Die Gaststube war eng und mit Menschen geradezu überfüllt. Männer aller Altersklassen drängten sich um die wenigen, einfachen Holztische. Ihr schwarzes Haar trugen die meisten in Form kurzer Locken, einige gönnten sich den Luxus eines Schnur- oder Vollbartes, die meisten bevorzugten jedoch eine Glattrasur. Alle trugen sie einfache Tuniken aus Hanf, die im krassen Gegensatz zu den schneeweißen Roben der Priester und Adeligen standen. Tom fühlte sich mit Jeans und T-Shirt vollkommen deplatziert, viele neugierige und erstaunte Blicke gingen in seine Richtung.

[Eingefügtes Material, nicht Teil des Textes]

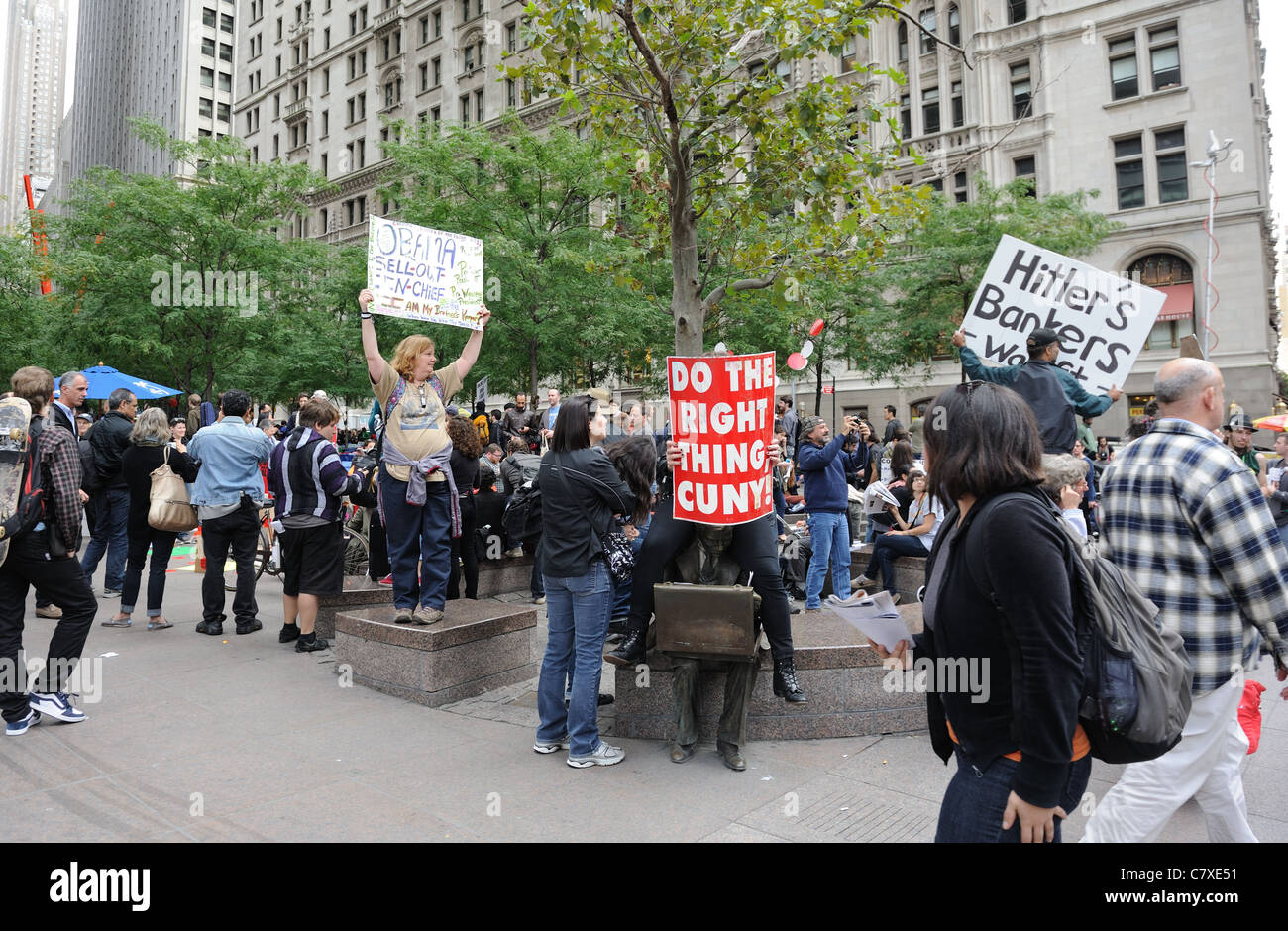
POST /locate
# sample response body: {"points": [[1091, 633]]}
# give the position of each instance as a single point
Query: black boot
{"points": [[631, 651], [785, 681]]}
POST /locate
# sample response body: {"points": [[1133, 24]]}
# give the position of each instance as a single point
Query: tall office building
{"points": [[1116, 97], [37, 63], [167, 59]]}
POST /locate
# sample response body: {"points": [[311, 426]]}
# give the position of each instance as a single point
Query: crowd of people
{"points": [[1188, 509]]}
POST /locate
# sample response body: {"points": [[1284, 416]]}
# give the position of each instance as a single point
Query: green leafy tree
{"points": [[555, 269], [185, 279]]}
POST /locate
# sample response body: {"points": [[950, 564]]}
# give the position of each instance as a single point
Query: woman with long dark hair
{"points": [[999, 601], [465, 471], [417, 494], [580, 493]]}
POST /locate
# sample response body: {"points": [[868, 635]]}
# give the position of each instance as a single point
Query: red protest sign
{"points": [[722, 417]]}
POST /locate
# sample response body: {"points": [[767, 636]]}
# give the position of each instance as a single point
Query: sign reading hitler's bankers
{"points": [[424, 274], [1102, 320], [722, 419]]}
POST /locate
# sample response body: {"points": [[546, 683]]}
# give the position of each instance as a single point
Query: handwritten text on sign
{"points": [[722, 417], [424, 274], [1103, 320]]}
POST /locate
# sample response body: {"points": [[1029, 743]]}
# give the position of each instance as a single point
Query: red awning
{"points": [[1179, 304]]}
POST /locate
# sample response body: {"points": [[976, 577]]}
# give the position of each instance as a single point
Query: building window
{"points": [[930, 110], [928, 22], [1026, 168], [1021, 90], [1122, 67], [1129, 172], [1170, 154], [1164, 56]]}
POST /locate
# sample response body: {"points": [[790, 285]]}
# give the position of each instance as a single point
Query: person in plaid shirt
{"points": [[1186, 520], [46, 558]]}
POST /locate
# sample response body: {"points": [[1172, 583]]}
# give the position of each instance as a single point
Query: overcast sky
{"points": [[1274, 37]]}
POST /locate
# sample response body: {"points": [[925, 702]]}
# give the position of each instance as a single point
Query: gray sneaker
{"points": [[426, 616], [550, 746], [604, 755]]}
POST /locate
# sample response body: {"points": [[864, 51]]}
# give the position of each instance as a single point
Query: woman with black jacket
{"points": [[580, 494], [150, 447], [999, 608]]}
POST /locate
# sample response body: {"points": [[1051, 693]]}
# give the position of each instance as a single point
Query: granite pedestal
{"points": [[476, 648], [837, 670]]}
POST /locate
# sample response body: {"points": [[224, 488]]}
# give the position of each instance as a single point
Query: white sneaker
{"points": [[604, 755]]}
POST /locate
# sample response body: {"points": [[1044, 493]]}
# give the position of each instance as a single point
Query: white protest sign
{"points": [[424, 274], [1103, 320]]}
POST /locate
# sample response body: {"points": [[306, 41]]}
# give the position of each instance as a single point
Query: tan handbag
{"points": [[168, 507]]}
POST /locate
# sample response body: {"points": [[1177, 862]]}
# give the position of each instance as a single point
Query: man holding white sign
{"points": [[1050, 391]]}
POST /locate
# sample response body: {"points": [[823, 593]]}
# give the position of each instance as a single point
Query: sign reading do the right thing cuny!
{"points": [[1103, 320], [722, 419]]}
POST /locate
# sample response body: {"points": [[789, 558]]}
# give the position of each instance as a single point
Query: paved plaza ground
{"points": [[240, 738]]}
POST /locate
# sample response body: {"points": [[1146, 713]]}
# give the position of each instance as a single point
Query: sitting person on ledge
{"points": [[912, 537]]}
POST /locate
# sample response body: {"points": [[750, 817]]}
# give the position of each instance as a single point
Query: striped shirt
{"points": [[307, 476], [1186, 520]]}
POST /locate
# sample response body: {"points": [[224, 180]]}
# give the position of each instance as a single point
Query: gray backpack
{"points": [[1136, 673]]}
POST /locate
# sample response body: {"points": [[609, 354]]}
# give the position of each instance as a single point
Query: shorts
{"points": [[313, 559]]}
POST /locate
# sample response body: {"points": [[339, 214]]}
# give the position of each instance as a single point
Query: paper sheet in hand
{"points": [[875, 616], [876, 497]]}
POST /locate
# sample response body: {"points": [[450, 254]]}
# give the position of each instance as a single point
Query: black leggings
{"points": [[755, 548]]}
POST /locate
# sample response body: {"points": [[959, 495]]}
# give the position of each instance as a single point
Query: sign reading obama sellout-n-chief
{"points": [[1103, 320], [722, 420], [424, 274]]}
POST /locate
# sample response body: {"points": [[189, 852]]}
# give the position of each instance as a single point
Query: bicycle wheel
{"points": [[263, 553], [357, 554]]}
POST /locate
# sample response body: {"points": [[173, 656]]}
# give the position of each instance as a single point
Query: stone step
{"points": [[840, 673], [476, 648]]}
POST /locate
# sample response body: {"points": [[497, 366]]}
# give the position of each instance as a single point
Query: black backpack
{"points": [[31, 507], [1136, 672]]}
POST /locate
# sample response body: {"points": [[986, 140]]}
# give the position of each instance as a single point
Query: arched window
{"points": [[1172, 275]]}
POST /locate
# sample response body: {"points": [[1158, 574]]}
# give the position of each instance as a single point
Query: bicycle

Ra-messu, mit seinem ganzen Schmuck um den Hals, den Ringen an den Fingern und dem kostbaren Goldgürtel, samt den darin steckenden Bronzemessern, fiel auf wie ein Pfau. Gesang und Gelächter verebbten schlagartig. Unsicherheit breitete sich unter den Gästen aus. In Ta-Meri wurde der Pharao zwar wie ein Gott verehrt, ebenso huldigte man seinen Kindern. Doch für gewöhnlich blieben die hohen Herren hinter ihren Palastmauern. Hier, in der Taverne einfacher Hafenarbeiter, wollte man lieber keinen von ihnen sehen.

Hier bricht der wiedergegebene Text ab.